Commvault, a number one supplier of information safety options, says a nation-state menace actor who breached its Azure setting did not achieve entry to buyer backup information.
Listed on NASDAQ since March 2006, Commvault is included within the S&P MidCap 400 Index and supplies cyber resilience companies to overĀ 100,000 organizations.
As the corporate first revealed on March 7, 2025, Commvault found the incident after being notified by Microsoft on February 20 of suspicious exercise inside its Azure setting. A follow-up investigation into the breach discovered that the incident solely affected a small variety of Commvault clients and had not impacted the corporate’s operations.
“Importantly, there was no unauthorized entry to buyer backup information that Commvault shops and protects, and no materials affect on our enterprise operations or our capacity to ship services and products,” Danielle Sheer, the corporate’sĀ Chief Belief Officer,Ā stated in a Wednesday replace.
“We’re working carefully with two main cybersecurity corporations and are coordinating with the suitable authorities, together with the FBI, Cybersecurity and Infrastructure Safety Company (CISA), and others.”

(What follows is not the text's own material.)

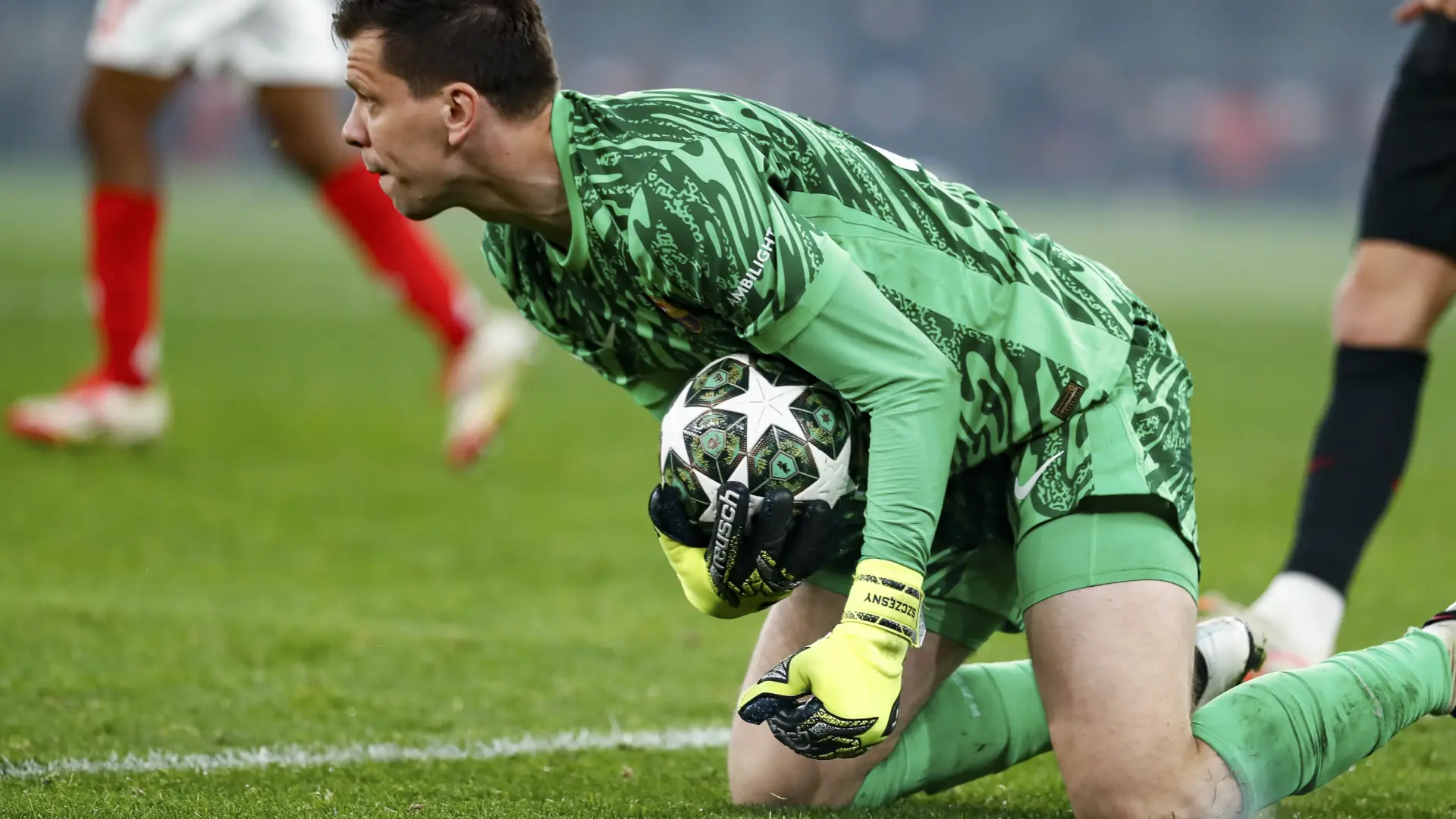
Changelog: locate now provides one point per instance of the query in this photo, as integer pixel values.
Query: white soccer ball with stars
(759, 422)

In a assist doc containing indicators of compromise, Commvault advises clients to use a Conditional Entry coverage to all Microsoft 365, Dynamics 365, and Azure AD single-tenant App registrations to guard their information towards related assault makes an attempt.
It additionally really helpful to commonly monitor sign-in exercise to detect entry makes an attempt originating from IP addresses exterior of allowed ranges and to rotate and sync shopper secrets and techniques between Commvault and the Azure portal each 90 days.

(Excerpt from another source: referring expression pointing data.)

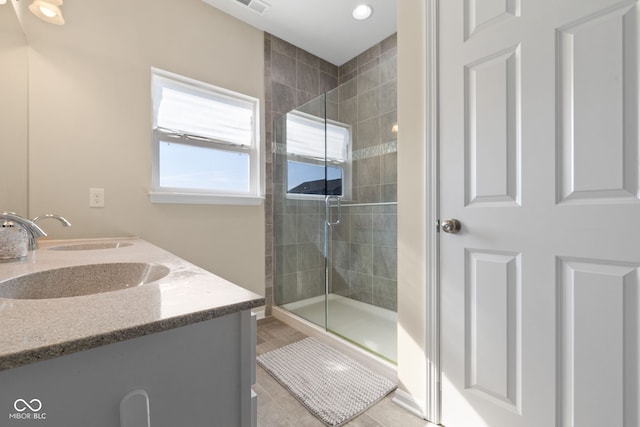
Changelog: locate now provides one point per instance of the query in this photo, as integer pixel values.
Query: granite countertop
(32, 330)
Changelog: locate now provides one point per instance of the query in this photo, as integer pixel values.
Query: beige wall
(13, 113)
(412, 203)
(89, 124)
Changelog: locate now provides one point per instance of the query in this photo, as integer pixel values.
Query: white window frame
(159, 194)
(345, 163)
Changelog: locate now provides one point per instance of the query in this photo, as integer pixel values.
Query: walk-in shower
(334, 201)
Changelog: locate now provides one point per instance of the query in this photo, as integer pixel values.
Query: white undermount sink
(81, 280)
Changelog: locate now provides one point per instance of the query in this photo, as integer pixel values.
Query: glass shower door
(302, 179)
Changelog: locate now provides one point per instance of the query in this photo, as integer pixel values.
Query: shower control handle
(451, 226)
(328, 207)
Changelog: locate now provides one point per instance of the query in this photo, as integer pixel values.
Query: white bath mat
(332, 386)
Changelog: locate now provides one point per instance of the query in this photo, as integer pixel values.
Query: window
(205, 143)
(318, 157)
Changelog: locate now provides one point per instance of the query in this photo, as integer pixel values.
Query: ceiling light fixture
(48, 11)
(362, 12)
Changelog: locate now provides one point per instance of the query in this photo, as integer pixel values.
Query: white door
(539, 162)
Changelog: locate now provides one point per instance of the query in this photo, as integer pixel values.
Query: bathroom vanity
(176, 350)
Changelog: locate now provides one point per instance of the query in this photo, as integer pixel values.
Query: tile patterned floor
(277, 408)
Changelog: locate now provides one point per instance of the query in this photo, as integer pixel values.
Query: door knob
(452, 226)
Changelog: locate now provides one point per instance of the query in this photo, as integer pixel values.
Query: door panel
(598, 332)
(539, 160)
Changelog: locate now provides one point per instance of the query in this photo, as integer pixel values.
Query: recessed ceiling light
(362, 12)
(48, 10)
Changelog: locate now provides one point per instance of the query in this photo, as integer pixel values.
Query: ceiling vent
(257, 6)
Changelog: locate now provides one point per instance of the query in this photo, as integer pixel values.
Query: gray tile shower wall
(364, 245)
(292, 78)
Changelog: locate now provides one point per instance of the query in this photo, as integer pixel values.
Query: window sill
(204, 199)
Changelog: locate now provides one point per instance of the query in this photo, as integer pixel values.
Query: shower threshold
(361, 325)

“This may also help shortly establish potential safety breaches or account compromises. If any unauthorized entry is detected, instantly report the incident to Commvault Help for additional investigation and remediation,” the corporate says.
The corporate additionally famous within the unique disclosure that the menace actors exploited a now-patched zero-day vulnerability (CVE-2025-3928) in its Commvault Net Server software program that distant authenticated attackers with low privileges can exploit remotely to plant webshells on track servers.

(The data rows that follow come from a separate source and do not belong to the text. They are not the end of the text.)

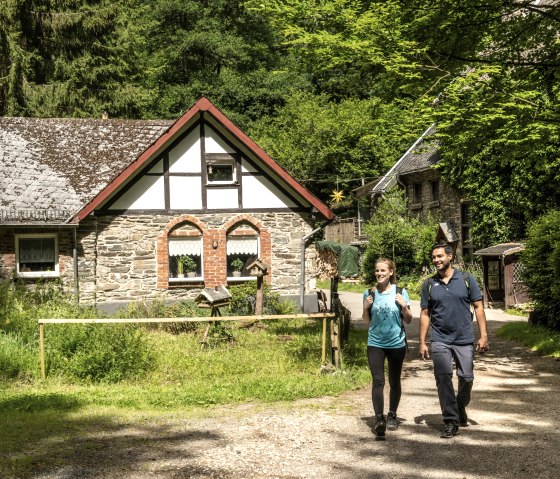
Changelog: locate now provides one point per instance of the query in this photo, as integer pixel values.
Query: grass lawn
(537, 338)
(279, 361)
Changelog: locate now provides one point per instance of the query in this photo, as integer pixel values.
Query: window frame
(195, 279)
(37, 274)
(221, 159)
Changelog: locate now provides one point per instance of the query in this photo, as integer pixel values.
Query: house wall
(446, 209)
(125, 257)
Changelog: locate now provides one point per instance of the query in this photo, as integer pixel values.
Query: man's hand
(482, 345)
(423, 350)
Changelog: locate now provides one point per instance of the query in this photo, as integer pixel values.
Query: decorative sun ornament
(337, 196)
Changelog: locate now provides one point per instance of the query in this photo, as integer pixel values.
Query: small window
(241, 251)
(220, 169)
(37, 255)
(434, 190)
(185, 259)
(417, 193)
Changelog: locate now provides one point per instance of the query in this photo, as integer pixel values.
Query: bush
(541, 259)
(98, 353)
(244, 299)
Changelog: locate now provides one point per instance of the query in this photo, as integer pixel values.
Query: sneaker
(451, 429)
(380, 425)
(463, 419)
(392, 423)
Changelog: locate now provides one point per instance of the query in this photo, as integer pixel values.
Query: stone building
(426, 195)
(113, 208)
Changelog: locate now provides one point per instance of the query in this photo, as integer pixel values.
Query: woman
(383, 306)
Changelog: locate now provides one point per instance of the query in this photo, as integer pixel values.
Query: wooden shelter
(502, 269)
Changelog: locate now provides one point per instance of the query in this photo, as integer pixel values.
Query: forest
(334, 90)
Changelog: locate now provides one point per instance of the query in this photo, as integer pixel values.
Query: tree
(395, 235)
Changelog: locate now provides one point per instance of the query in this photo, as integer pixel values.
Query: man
(445, 304)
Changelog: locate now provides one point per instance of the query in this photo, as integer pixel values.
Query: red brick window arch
(246, 240)
(181, 252)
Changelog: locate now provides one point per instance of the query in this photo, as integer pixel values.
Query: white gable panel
(185, 193)
(145, 194)
(221, 198)
(215, 144)
(185, 156)
(247, 167)
(259, 192)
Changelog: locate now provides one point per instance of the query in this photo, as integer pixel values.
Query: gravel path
(513, 431)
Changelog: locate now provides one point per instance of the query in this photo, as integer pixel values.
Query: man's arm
(482, 345)
(424, 325)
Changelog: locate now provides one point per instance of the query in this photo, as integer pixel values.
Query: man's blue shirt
(449, 305)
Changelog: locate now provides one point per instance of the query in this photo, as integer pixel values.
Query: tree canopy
(335, 90)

CISA has additionally added the CVE-2025-3928 vulnerability to its Identified Exploited Vulnerabilities Catalog on Monday, requiring federal businesses to safe their Commvault software program by Could 19, 2025, as mandated by the Binding Operational Directive (BOD) 22-01 issued in November 2021.
“A majority of these vulnerabilities are frequent assault vectors for malicious cyber actors and pose important dangers to the federal enterprise,” CISA warned.
Primarily based on an evaluation of 14M malicious actions, uncover the highest 10 MITRE ATT&CK strategies behind 93% of assaults and the right way to defend towards them.